A. Absolutely. And now the other work we’re getting involved in is related to moral decision making. … The question becomes, is one of the reasons that people commit crime because the moral circuitry [in their brain] is dysfunctional? These people break the rules. They don’t care about other people. But is their fundamental moral decision-making gone awry? That leads then into a lot of even more complex issues that effect the judicial system and neuroethics. Such as, if somebody has a brain dysfunction that causes antisocial behavior, to what extent can we punish them? Is there truly free will for 100 percent of all people? Or is there, for some, some constraints? Are they fully responsible for their actions in the same way as you or I? Is it morally right of us to be punishing them and executing them as we do?
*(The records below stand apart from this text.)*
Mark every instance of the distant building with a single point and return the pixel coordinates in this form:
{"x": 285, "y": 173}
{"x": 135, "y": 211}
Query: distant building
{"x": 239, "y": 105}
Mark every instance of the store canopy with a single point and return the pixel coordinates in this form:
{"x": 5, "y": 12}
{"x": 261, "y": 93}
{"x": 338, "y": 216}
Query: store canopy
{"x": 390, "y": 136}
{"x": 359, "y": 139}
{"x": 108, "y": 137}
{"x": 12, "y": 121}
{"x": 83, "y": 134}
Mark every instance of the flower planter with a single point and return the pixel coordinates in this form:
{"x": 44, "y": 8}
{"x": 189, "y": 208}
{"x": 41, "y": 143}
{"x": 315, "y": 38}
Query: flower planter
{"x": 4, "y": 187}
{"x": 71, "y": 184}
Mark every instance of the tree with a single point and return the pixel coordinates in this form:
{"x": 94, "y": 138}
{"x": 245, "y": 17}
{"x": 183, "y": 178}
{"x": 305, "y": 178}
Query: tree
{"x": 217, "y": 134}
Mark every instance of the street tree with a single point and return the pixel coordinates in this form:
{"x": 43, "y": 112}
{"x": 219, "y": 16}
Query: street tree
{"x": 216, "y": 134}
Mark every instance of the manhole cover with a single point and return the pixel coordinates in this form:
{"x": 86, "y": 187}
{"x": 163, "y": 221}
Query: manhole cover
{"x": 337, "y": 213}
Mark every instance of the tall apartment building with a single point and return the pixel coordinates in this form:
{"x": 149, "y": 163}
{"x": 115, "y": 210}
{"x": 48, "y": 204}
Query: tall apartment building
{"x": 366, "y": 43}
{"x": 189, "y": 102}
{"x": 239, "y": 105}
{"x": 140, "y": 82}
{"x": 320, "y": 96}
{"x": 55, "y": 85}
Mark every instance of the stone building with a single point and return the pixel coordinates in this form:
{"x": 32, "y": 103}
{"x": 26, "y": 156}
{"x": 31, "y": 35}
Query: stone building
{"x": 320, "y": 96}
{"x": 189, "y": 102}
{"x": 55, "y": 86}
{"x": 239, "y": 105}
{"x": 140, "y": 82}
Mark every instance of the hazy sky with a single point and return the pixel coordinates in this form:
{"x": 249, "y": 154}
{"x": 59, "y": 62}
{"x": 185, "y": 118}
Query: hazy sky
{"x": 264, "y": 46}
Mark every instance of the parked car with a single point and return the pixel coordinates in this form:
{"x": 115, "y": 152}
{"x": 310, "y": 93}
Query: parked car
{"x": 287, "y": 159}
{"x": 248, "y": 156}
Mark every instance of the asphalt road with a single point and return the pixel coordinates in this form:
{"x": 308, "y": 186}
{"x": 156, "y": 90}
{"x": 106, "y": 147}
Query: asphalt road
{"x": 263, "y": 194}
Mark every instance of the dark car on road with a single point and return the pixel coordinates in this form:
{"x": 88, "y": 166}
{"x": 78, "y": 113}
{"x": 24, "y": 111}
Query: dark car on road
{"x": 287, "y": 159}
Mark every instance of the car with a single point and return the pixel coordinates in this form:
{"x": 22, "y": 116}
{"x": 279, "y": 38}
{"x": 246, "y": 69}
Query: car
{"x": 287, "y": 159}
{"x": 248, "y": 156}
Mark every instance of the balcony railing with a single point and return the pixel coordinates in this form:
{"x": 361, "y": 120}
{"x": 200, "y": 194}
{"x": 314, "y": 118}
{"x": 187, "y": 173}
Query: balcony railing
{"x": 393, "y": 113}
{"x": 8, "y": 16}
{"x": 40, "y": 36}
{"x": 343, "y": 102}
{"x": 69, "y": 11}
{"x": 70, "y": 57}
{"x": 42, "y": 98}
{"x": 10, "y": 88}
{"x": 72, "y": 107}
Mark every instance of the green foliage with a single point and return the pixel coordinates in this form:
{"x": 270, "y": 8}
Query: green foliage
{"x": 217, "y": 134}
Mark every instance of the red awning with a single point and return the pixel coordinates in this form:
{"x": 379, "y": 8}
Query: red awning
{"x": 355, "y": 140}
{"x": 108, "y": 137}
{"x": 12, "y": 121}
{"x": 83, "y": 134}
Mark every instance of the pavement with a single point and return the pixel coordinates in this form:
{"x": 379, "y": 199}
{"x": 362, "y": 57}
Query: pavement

Q. I can see, obviously, how this all becomes political.
A. It’s a bit of a minefield. But I do believe there is a brain basis for crime. I equally believe that there is a social and environmental basis, both of which are equally important. So that’s the intellectual challenge—to work out how all of these factors come together and interact to create the violent offender.
Q. I assume there are those who would rather you not do this work.
A. Yes. I would bet the majority of the people of the field I’m in, which is criminology, believe there is not a brain basis for crime. There are serious and well-respected people who would say no good could ever come of probing the genetic basis for crime. ... So one of the goals I have is to convince more people in my discipline that there is a genuine and significant brain and genetic basis for crime. We can be ostriches with our heads in the sand, but if we do that, you know what? The ostrich is going to be shot.